Vragen van het lid Cegerek (PvdA) aan de Staatssecretaris van Infrastructuur en Milieu over de uitspraken van het Europees Milieu Agentschap over de luchtkwaliteit in Nederland (ingezonden 28 november 2016).

Antwoord van Staatssecretaris Dijksma (Infrastructuur en Milieu) (ontvangen 14 december 2016).

Vraag 1

Bent u bekend met het bericht «Luchtkwaliteit in Nederland slechter dan in andere EU-landen»?1

Antwoord 1

Ja.

Vraag 2

Is er naar aanleiding van de slechte positie van Nederland op de lijst vorig jaar actie ondernomen? Zo ja, welke actie en waarom heeft dit niet tot een verbetering geleid? Zo nee, waarom niet?

Antwoord 2

Het EMA heeft in zijn rapportage voor alle Europese landen onder andere de gemiddeld gemeten stikstofdioxide concentraties met elkaar vergeleken. Nederland staat op deze lijst één na laatste. Duitsland laatste. Deze vergelijking geeft een vertekend beeld, omdat sommige landen – zoals Duitsland en Nederland – relatief meer meetpunten hebben op zwaar belaste locaties. Bij de berekening van de gezondheidseffecten heeft het EMA hiervoor gecorrigeerd. Dan blijkt dat het geschat aantal verloren levensjaren als gevolg van luchtverontreiniging in Nederland rond het Europees gemiddelde ligt. Voorts is de dalende trend van stikstofdioxide is in Nederland sterker dan in de meeste andere landen volgens de rapportage van het EMA.

De luchtkwaliteit wordt jaarlijks in het kader van het Nationaal Samenwerkingsprogramma Luchtkwaliteit (NSL) gemonitord door het RIVM. Hieruit blijkt dat de luchtkwaliteit de afgelopen jaren is verbeterd. Naast het NSL is in 2015 het Actieplan luchtkwaliteit opgesteld met daarin aanvullende maatregelen gericht op halen van de Europese grenswaarden en een permanente verbetering van de Luchtkwaliteit.

Vraag 3

Bent u bereid concrete acties te ondernemen om te voorkomen dat Nederland volgend jaar opnieuw zo slecht scoort? Zo ja, welke acties? Zo nee, waarom niet?

Antwoord 3

Met het Actieplan Luchtkwaliteit wordt een breed maatregelenpakket ingezet om de luchtkwaliteit verder te verbeteren.
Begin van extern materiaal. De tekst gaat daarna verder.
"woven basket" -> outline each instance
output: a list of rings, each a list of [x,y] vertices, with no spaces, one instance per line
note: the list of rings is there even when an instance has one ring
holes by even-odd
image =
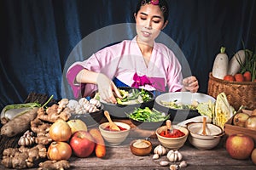
[[[208,94],[217,98],[220,93],[225,93],[230,105],[237,110],[241,105],[247,109],[256,108],[256,82],[229,82],[212,76],[209,74]]]

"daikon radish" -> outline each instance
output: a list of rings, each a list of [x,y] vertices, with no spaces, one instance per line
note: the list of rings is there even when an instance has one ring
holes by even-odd
[[[223,79],[228,74],[229,57],[225,53],[225,48],[220,48],[220,53],[218,54],[214,60],[212,66],[212,76]]]
[[[241,49],[237,51],[229,62],[228,74],[234,76],[236,74],[245,62],[245,51]]]

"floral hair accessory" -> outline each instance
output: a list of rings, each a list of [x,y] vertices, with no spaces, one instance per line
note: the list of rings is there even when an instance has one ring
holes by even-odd
[[[160,5],[159,4],[159,0],[151,0],[148,3],[147,3],[147,0],[143,0],[142,1],[142,6],[145,5],[146,3],[148,4],[153,4],[153,5]],[[161,11],[166,12],[166,6],[162,6],[160,7]]]

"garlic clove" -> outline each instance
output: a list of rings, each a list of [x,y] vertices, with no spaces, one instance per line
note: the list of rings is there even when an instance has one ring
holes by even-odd
[[[177,152],[177,161],[180,162],[183,160],[183,155],[180,153],[180,152]]]
[[[158,154],[154,154],[153,157],[154,160],[159,159],[159,155]]]
[[[178,169],[178,167],[177,165],[172,164],[170,165],[170,170],[177,170]]]
[[[182,161],[179,165],[178,165],[179,167],[188,167],[188,163],[185,162],[185,161]]]
[[[169,165],[169,162],[161,161],[159,162],[159,164],[162,167],[166,167],[166,166]]]

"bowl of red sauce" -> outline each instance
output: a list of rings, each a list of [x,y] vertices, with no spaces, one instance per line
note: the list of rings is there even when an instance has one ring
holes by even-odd
[[[162,126],[156,129],[156,136],[160,143],[169,149],[178,150],[183,147],[188,139],[189,130],[183,127],[172,125],[172,131]]]
[[[131,127],[127,123],[113,122],[120,129],[120,131],[112,130],[109,128],[109,123],[104,122],[100,124],[99,129],[103,139],[109,145],[119,145],[127,138]]]

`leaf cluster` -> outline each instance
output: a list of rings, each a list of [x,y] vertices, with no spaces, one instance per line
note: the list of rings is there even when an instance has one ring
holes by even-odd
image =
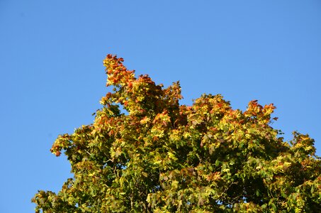
[[[94,123],[52,145],[74,177],[58,193],[39,191],[36,212],[321,212],[314,141],[294,132],[284,141],[273,104],[242,111],[203,94],[180,105],[179,82],[164,88],[123,62],[103,60],[113,91]]]

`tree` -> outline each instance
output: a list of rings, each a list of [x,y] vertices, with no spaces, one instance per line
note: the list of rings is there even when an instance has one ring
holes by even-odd
[[[36,212],[321,212],[314,141],[284,141],[273,104],[242,111],[203,94],[180,105],[179,82],[164,89],[123,62],[103,60],[113,92],[94,124],[55,141],[74,178],[57,194],[38,191]]]

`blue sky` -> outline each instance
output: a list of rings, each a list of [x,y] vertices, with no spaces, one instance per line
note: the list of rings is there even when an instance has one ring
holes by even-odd
[[[318,0],[1,0],[1,212],[33,212],[38,190],[72,177],[49,149],[92,123],[108,53],[157,83],[180,80],[182,104],[203,93],[235,109],[274,103],[273,126],[309,133],[321,155]]]

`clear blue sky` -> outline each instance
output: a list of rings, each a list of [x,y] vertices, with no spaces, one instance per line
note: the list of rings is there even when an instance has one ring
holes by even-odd
[[[180,80],[182,104],[274,103],[274,127],[309,133],[321,155],[319,0],[1,0],[0,212],[33,212],[38,190],[72,176],[49,149],[92,123],[108,53],[157,83]]]

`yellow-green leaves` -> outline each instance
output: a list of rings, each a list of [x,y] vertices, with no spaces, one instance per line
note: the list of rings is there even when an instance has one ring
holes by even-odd
[[[243,112],[203,94],[180,105],[179,82],[163,88],[123,62],[103,60],[113,92],[94,123],[52,145],[74,177],[57,194],[39,191],[36,212],[321,212],[314,141],[283,141],[273,104]]]

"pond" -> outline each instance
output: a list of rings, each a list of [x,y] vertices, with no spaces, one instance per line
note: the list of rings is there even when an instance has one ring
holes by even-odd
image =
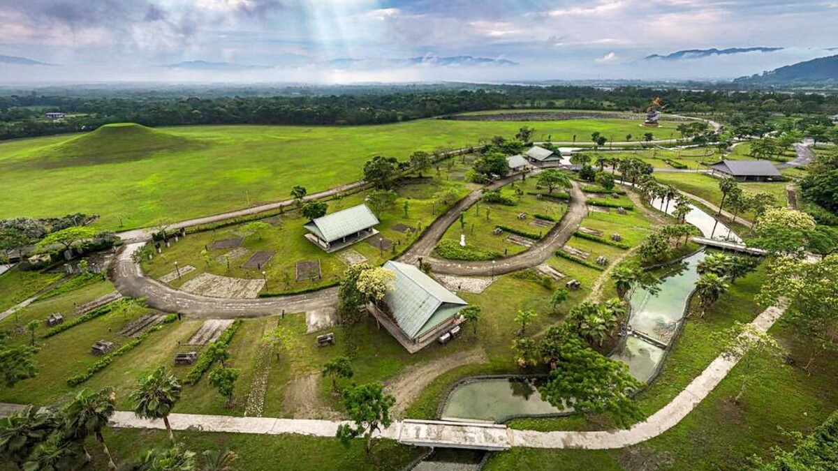
[[[502,422],[513,416],[546,416],[561,411],[541,399],[531,380],[488,378],[457,386],[448,396],[442,418]]]

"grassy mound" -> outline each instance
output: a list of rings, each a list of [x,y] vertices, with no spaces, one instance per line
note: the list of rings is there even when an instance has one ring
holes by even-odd
[[[198,141],[133,122],[106,124],[47,148],[40,156],[48,168],[140,160],[162,151],[199,147]]]

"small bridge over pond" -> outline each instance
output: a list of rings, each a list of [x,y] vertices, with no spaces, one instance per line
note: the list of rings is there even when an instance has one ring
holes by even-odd
[[[749,247],[745,244],[741,244],[739,242],[730,242],[727,241],[718,241],[716,239],[707,239],[706,237],[692,237],[692,241],[697,244],[701,244],[702,246],[707,246],[710,247],[716,247],[719,249],[724,249],[727,251],[733,251],[737,252],[747,253],[750,255],[765,255],[766,251],[763,249],[758,249],[754,247]]]

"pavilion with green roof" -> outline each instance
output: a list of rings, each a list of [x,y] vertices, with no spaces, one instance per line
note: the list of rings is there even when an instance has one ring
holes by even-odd
[[[384,267],[396,274],[383,306],[373,315],[408,352],[416,353],[463,322],[459,312],[468,305],[418,267],[390,261]]]
[[[303,227],[308,230],[306,239],[333,252],[378,234],[378,218],[370,208],[359,204],[313,219]]]

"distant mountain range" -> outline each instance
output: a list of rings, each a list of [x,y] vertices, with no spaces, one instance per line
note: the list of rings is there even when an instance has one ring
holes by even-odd
[[[233,64],[230,62],[208,62],[206,60],[185,60],[178,64],[162,65],[167,69],[182,69],[184,70],[215,70],[220,72],[235,72],[239,70],[256,70],[261,69],[272,69],[269,65],[246,65],[244,64]]]
[[[55,65],[54,64],[47,64],[46,62],[40,62],[34,59],[18,57],[16,55],[0,55],[0,64],[11,64],[13,65]]]
[[[408,57],[401,59],[352,59],[341,58],[328,61],[329,65],[344,69],[375,68],[381,65],[387,67],[474,67],[474,66],[515,66],[517,62],[506,59],[489,59],[487,57],[474,57],[472,55],[453,55],[440,57],[425,55],[422,57]]]
[[[753,85],[838,82],[838,55],[820,57],[761,75],[740,77],[734,82]]]
[[[651,55],[647,55],[644,58],[644,60],[680,60],[682,59],[701,59],[703,57],[711,57],[714,55],[728,55],[732,54],[743,54],[748,52],[774,52],[782,50],[784,48],[728,48],[726,49],[717,49],[716,48],[710,49],[685,49],[674,52],[666,55],[660,55],[658,54],[653,54]]]

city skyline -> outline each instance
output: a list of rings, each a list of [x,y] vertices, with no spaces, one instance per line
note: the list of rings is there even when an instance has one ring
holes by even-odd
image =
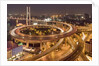
[[[92,14],[91,4],[8,4],[8,14],[26,14],[26,6],[31,7],[31,15]]]

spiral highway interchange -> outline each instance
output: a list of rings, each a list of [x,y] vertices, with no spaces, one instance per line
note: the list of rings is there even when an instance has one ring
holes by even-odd
[[[28,27],[51,27],[59,29],[61,32],[58,34],[50,34],[50,35],[26,35],[21,33],[22,28],[28,28]],[[70,25],[68,23],[63,22],[45,22],[44,24],[37,24],[37,25],[27,25],[22,27],[17,27],[10,31],[11,36],[13,39],[24,42],[24,43],[40,43],[41,53],[33,55],[32,57],[28,57],[25,59],[22,59],[21,61],[74,61],[79,56],[83,58],[84,61],[88,61],[86,56],[84,55],[84,42],[82,41],[81,37],[79,37],[77,34],[77,28],[73,25]],[[74,38],[76,41],[74,41]],[[54,45],[52,47],[49,47],[50,44],[47,44],[47,42],[54,42]],[[65,43],[64,43],[65,42]],[[46,44],[43,44],[46,43]],[[63,49],[63,45],[69,47],[69,49]],[[28,45],[27,45],[28,46]],[[42,47],[44,47],[45,50],[42,50]],[[60,48],[61,50],[59,50]],[[65,47],[67,48],[67,47]],[[58,49],[58,51],[56,51]],[[61,54],[59,55],[59,53]],[[57,56],[56,56],[57,55]],[[59,56],[58,56],[59,55]],[[58,58],[55,58],[58,57]],[[49,57],[49,59],[43,60],[42,57]]]

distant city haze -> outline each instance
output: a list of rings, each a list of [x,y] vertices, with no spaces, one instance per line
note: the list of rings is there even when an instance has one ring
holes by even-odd
[[[92,14],[92,4],[8,4],[8,14],[26,14],[26,6],[31,7],[32,16],[53,14]]]

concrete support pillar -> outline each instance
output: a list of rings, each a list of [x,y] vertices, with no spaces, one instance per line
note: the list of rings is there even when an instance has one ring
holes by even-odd
[[[27,48],[29,47],[29,42],[26,43],[26,47],[27,47]]]

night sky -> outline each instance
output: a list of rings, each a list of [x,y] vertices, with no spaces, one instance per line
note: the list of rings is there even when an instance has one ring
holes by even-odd
[[[31,7],[31,14],[34,16],[52,14],[83,14],[92,13],[91,4],[8,4],[8,14],[25,14],[26,6]]]

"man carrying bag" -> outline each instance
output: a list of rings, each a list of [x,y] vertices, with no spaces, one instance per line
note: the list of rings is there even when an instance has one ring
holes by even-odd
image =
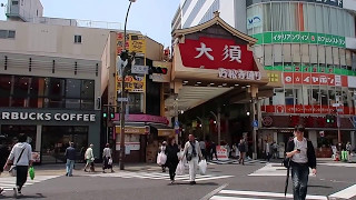
[[[8,161],[3,167],[4,170],[7,170],[12,163],[10,171],[12,176],[16,176],[16,188],[13,188],[14,198],[17,198],[18,194],[22,194],[21,189],[27,181],[29,166],[32,166],[32,148],[26,141],[27,136],[20,133],[19,142],[13,146]]]
[[[287,158],[290,158],[293,197],[295,200],[305,200],[307,196],[309,168],[316,174],[315,150],[312,141],[304,138],[304,132],[305,128],[297,126],[294,130],[295,138],[287,146]]]

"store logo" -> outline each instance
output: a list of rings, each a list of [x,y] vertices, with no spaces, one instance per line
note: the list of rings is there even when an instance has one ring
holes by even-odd
[[[43,113],[43,112],[0,112],[1,120],[31,121],[96,121],[96,114],[89,113]]]

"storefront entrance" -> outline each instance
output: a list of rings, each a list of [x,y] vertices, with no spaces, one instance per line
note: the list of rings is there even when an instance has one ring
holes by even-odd
[[[32,147],[32,151],[36,148],[36,126],[12,126],[3,124],[1,126],[1,134],[7,139],[6,144],[12,148],[13,144],[18,142],[18,136],[20,133],[26,133],[28,136],[28,142]]]
[[[82,162],[88,146],[88,132],[89,127],[43,126],[41,163],[66,162],[65,152],[70,141],[75,142],[77,162]]]

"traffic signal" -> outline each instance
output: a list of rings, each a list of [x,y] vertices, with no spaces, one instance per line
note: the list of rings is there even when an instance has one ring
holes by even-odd
[[[110,117],[110,120],[115,119],[115,108],[113,107],[109,107],[109,117]]]
[[[108,107],[102,107],[102,118],[103,119],[108,118]]]
[[[327,114],[327,116],[326,116],[326,122],[327,122],[327,123],[334,123],[334,122],[335,122],[335,117],[334,117],[334,116],[330,116],[330,114]]]
[[[113,139],[113,127],[108,127],[108,142],[111,143]]]
[[[129,53],[127,52],[127,50],[121,52],[120,58],[123,62],[129,58]]]
[[[161,68],[161,67],[150,67],[149,68],[149,74],[152,74],[152,73],[167,74],[167,72],[168,72],[167,68]]]

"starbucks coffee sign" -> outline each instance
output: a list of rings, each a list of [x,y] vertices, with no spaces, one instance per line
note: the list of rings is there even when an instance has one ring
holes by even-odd
[[[30,120],[30,121],[85,121],[95,122],[93,113],[51,113],[51,112],[0,112],[0,120]]]

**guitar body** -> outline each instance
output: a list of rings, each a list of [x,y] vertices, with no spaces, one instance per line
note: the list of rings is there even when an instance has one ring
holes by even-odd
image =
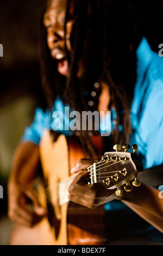
[[[60,205],[58,200],[59,182],[69,177],[70,170],[79,159],[84,158],[79,143],[73,137],[67,140],[62,135],[53,142],[49,131],[46,130],[40,150],[46,186],[49,190],[48,199],[50,199],[50,202],[47,202],[44,188],[40,186],[40,200],[47,206],[48,213],[48,217],[39,224],[41,243],[104,245],[103,206],[90,210],[73,203],[66,202]]]

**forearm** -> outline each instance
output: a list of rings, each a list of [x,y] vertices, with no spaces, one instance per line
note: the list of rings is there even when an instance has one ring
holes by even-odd
[[[159,191],[142,184],[126,192],[122,201],[142,218],[163,232],[163,200],[159,197]]]
[[[30,183],[37,175],[39,164],[38,146],[29,142],[20,144],[14,154],[9,181]]]

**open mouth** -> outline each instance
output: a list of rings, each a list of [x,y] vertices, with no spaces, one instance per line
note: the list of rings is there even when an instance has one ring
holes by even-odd
[[[68,73],[68,62],[66,58],[65,52],[58,48],[51,51],[52,58],[57,61],[58,71],[63,76],[66,76]]]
Op deze manier werken we toe naar de WHO-waarden. Voor het verder verbeteren van de luchtkwaliteit is Europees bronbeleid voor voer- en vaartuigen van groot belang. Daarnaast worden ook nationale en lokale maatregelen getroffen ter stimulering van schoon vervoer en het ontmoedigen van vervuilend vervoer. Verder zal de Gezondheidsraad op mijn verzoek in 2017 advies uitbrengen over het centraal stellen van gezondheid in het toekomstige luchtkwaliteitsbeleid. De uitkomsten hiervan worden betrokken bij het nieuwe luchtkwaliteitplan dat gezamenlijk met onder andere provincies en gemeenten wordt opgesteld.

Vraag 4

Hoe verhoudt de situatie in Nederland zich tot de nieuwe regels die naar verwachting aankomende woensdag in Brussel worden aangenomen? Is er extra actie nodig om aan deze regels te voldoen? Zo ja, welke acties en bent u bereid deze op korte termijn te ondernemen?

Antwoord 4

Op 23 november heeft het Europees parlement ingestemd met de voorstellen van de Commissie voor aanscherping van de nationale uitstootplafonds (National Emission Ceilings, hierna NEC). Hiermee zijn de uitstootplafonds vastgesteld voor 2020 en 2030. Het doel van de herziene NEC-richtlijn is halvering van het aantal vroegtijdige sterfgevallen in 2030.

Volgens de huidige ramingen (PBL, Nationale Energieverkenning 2015) zal Nederland met bestaand en voorgenomen beleid de plafonds voor 2020 en 2030 gaan halen. Aanvullende maatregelen lijken daarom vooralsnog niet nodig. Dit neemt niet weg dat het luchtkwaliteitsbeleid gericht is op een permanente verbetering van de luchtkwaliteit. De implementatie van de NEC-richtlijn zal onderdeel zijn van het nieuwe luchtkwaliteitplan.